キイロヤマトンボの採卵

いまだに採卵が成功しないトンボが2種います。キイロヤマトンボとミヤマサナエ。
ということで、キイロヤマトンボにちょうどいい季節になったので、昨年久しぶりに成虫を見た場所に出動。仕事後の15:30くらいに現場に着きました。
早速パトロールする♂を発見。

キイロヤマトンボ
パトロールするキイロヤマトンボ♂

その後いたりいなくなったりでしたが、16:30頃になると3-4頭の♂が常時いるようになってきました。
17:00過ぎになり産卵♀が出現。撮影と採卵を兼ねて捕獲しました。

キイロヤマトンボ
キイロヤマトンボ♀

2015年8月14日のコヤマトンボの記事にもありますが、やはり採卵は困難で産卵する気配は全くありません。こうなると産卵場所付近の砂を採取して地道に卵をさがすしかありません。産卵で♀がポチャっとやった付近の砂を適当に持ってかえりました。
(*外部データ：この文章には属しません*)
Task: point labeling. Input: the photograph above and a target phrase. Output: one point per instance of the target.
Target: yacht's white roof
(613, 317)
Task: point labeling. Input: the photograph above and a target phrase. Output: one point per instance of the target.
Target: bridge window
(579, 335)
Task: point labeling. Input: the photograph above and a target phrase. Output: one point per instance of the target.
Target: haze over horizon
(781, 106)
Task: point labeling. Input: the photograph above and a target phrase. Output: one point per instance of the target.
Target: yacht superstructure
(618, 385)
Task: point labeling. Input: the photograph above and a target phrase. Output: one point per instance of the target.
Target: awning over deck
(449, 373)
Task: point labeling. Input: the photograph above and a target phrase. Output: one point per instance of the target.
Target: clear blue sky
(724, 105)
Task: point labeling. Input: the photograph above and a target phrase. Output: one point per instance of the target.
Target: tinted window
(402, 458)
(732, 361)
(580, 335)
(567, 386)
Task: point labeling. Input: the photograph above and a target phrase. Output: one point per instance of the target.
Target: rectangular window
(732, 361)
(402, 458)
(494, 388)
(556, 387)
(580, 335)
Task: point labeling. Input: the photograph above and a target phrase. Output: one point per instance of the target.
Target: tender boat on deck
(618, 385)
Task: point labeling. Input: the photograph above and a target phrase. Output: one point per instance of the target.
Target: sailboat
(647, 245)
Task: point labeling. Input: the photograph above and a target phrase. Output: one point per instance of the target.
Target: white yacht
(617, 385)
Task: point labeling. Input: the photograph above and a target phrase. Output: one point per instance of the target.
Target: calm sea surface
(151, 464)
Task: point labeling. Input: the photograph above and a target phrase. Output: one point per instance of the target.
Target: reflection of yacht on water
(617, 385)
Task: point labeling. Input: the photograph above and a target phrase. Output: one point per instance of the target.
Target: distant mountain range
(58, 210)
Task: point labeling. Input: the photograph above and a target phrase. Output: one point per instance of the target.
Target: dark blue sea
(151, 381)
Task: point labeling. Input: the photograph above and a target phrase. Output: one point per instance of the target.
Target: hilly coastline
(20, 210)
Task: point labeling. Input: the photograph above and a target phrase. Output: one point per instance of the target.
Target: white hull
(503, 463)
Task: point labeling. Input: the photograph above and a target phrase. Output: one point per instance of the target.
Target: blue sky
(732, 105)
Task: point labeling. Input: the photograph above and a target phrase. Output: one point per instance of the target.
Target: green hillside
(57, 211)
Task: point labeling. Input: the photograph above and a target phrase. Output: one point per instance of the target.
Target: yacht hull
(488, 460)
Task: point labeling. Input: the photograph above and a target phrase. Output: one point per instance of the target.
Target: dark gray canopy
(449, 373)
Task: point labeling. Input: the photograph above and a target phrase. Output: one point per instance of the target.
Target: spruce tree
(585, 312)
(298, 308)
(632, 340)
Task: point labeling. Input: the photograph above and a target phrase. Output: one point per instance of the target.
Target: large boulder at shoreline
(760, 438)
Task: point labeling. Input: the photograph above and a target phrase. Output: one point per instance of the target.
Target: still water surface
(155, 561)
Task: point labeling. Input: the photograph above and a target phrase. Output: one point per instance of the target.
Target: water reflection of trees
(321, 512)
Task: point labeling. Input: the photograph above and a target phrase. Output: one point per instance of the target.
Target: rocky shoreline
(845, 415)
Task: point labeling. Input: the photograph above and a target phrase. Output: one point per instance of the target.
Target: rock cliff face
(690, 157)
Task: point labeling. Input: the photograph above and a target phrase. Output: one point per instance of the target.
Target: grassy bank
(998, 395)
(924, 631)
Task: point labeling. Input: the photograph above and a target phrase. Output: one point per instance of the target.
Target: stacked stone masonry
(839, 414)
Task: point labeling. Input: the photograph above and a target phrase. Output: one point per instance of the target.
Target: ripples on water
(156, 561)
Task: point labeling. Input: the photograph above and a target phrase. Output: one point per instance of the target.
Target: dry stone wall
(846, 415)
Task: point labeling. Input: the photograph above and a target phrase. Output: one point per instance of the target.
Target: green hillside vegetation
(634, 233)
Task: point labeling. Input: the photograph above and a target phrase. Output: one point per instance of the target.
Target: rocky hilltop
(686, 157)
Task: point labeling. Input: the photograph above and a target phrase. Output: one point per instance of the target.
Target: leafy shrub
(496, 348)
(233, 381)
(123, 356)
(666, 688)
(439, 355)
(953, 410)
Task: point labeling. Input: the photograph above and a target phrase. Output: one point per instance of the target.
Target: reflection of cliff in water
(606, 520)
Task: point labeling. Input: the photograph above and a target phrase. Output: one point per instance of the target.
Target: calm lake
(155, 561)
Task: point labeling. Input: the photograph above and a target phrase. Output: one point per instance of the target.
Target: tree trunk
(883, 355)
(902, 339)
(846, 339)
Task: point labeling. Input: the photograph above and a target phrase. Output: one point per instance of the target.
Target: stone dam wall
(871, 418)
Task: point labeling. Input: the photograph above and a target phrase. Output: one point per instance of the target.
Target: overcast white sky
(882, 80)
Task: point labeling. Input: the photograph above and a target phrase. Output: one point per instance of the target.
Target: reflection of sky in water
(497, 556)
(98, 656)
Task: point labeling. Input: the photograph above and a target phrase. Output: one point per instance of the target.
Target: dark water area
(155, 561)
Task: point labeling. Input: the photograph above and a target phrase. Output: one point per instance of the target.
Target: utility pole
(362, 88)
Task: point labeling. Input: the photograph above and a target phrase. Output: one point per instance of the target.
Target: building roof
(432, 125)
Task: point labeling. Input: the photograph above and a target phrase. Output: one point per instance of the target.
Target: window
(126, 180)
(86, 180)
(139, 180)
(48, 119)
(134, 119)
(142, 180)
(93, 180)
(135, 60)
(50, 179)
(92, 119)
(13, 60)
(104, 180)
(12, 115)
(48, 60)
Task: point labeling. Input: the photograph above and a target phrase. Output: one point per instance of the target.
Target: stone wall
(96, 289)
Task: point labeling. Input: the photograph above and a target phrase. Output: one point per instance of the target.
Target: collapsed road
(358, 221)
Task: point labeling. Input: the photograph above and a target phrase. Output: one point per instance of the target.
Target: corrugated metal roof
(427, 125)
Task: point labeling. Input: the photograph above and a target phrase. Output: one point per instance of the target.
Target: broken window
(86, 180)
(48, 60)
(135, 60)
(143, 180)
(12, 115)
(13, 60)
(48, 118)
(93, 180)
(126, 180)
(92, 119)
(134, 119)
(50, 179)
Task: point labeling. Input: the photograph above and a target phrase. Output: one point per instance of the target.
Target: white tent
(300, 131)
採取した砂の量が少なく、かつ、卵が砂に付着する性質をもってなければ卵の発見はわりと簡単なのですが、キイロヤマトンボの間欠打水産卵ではこの辺だろうくらいの見当しかつかず砂の量も多くなってしまいます。
そこから0.5mm前後の卵を探すのは気が遠くなるような作業です。そこで、トンボ博物学ー行動と生態の多様性 by フィリップ S. コーベットに書いてある孵化直後のヤゴを探すやり方を試すことにしました。糖を溶かした高濃度の水に採取した砂をいれて、ヤゴをプカプカ浮かそうという方法。
で、家に帰ってまず実験、実験。手元にあるモノサシトンボの卵を使ってみました。1%程度の糖液から段々濃くしていくと5%くらいから少し卵が浮いてきました。そして15%くらいになると常時浮いてくるように。下はちょっと分かりにくいですが、縦に浮いているモノサシトンボ卵。

卵
高濃度糖液に浮くモノサシトンボ卵

結局、採取してきた砂からキイロヤマトンボ卵は見つけられませんでしたが、極小のユスリカ類の幼虫は浮いてきて簡単に見つかりました。うまくいきそうな感じです。